Similar numbers and types of leukocytes, including lymphocytes, persisted until 12 weeks after engraftment. The grafts underwent reorganisation such that CD68+ myeloid lineage cells were scattered throughout the graft, the lining layer was no longer demarcated and the fibroblasts became denser. Injected T cells migrated and accumulated specifically into the grafts. Human endothelial cells remained activated and markers of angiogenesis were still detectable after 12 weeks of engraftment. B cell and monocyte activity persisted until 60 days.

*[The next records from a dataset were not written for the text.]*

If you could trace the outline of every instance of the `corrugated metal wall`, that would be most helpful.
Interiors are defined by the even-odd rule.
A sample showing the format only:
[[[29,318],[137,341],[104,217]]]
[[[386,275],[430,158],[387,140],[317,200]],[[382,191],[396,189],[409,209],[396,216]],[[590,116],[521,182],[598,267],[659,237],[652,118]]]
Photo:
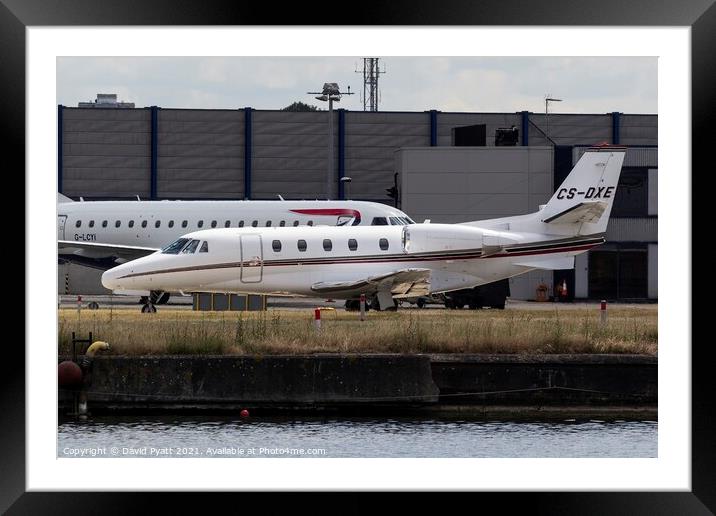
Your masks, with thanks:
[[[149,197],[148,109],[63,110],[62,193]]]
[[[157,196],[243,199],[244,111],[160,109]]]
[[[390,201],[394,153],[401,147],[430,145],[428,113],[346,112],[346,176],[352,199]]]
[[[62,190],[71,197],[148,198],[151,193],[151,115],[147,108],[62,108]],[[244,110],[157,110],[157,196],[159,198],[243,198]],[[325,198],[327,188],[328,113],[253,111],[251,197],[272,199]],[[495,130],[521,129],[520,113],[437,112],[436,142],[452,144],[452,129],[486,124],[487,144]],[[334,114],[334,162],[330,196],[337,197],[338,113]],[[429,112],[345,112],[346,188],[354,199],[390,202],[394,152],[402,147],[427,147],[431,139]],[[531,113],[530,146],[547,140],[544,114]],[[621,115],[621,142],[657,143],[655,115]],[[612,141],[612,115],[550,115],[550,134],[559,144],[592,145]],[[535,127],[536,126],[536,127]],[[521,140],[522,138],[520,138]],[[643,153],[655,167],[655,149]],[[638,158],[641,160],[642,158]]]
[[[607,242],[656,242],[659,219],[656,217],[611,217],[607,226]]]
[[[338,113],[334,110],[332,171],[337,170],[337,142]],[[286,199],[325,199],[327,160],[327,111],[253,112],[253,199],[275,199],[277,194]]]
[[[658,115],[621,115],[622,145],[658,145]]]
[[[549,115],[530,113],[529,144],[549,145],[546,135],[556,145],[594,145],[612,142],[612,115]]]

The authors concluded that the SCID mouse model of RA maintains many of the phenotypic and functional features of the inflamed RA synovium and that this model provides a unique model to examine the interaction of the RA microenvironment with the major components of the inflammatory process.
The value of this model is that it consists of human RA synovial tissue that largely maintains its features after engraftment. It overcomes the limitations of other animal models, in which the induced arthritis is distinct from human RA, as well as overcoming limitations of in vitro models or the SCID mouse coimplantation model that study the behaviour of isolated cells and therefore lack the complexity of RA synovitis. Furthermore, because of its simplicity, the proposed model is easy to use and to reproduce. The use of engraftments of RA synovial tissue in SCID mice as a model for RA was first established in the early 1990s. Some findings are reproduced, but in contrast to the lymphodepletion in the grafts reported by others (a loss of one of the RA synovial features), the maintenance of lymphocytes was observed here. The authors suggest that lymphodepletion occurs when synovial pieces are too small; the size of the pieces used in this model were 0.1-0.2 cm3. Another interesting and novel finding is the persistence of active angiogenesis in the grafts. These findings can be used to improve existing SCID-RA models such as the synovium-cartilage coimplantation model described (see Additional information).
A limitation of this model is that it lacks environmental influences from outside the synovium and the reorganisation of myeloid lineage cells and fibroblasts may be a result of this. Furthermore, this model is not suitable to study pathogenetic mechanisms in the very early phase of RA as synovectomy is only usually performed in cases of established synovitis. Nevertheless, this model makes it possible to study the interaction of different cell types within the RA synovium and to study effects of experimental therapeutic strategies.
Geiler T, Kriegsmann J, Keyszer GM, Gay RE, Gay S: A new model for rheumatoid arthritis generated by engraftment of rheumatoid synovial tissue and normal human cartilage into SCID mice. Arthritis Rheum 1994, 37:1664-1671.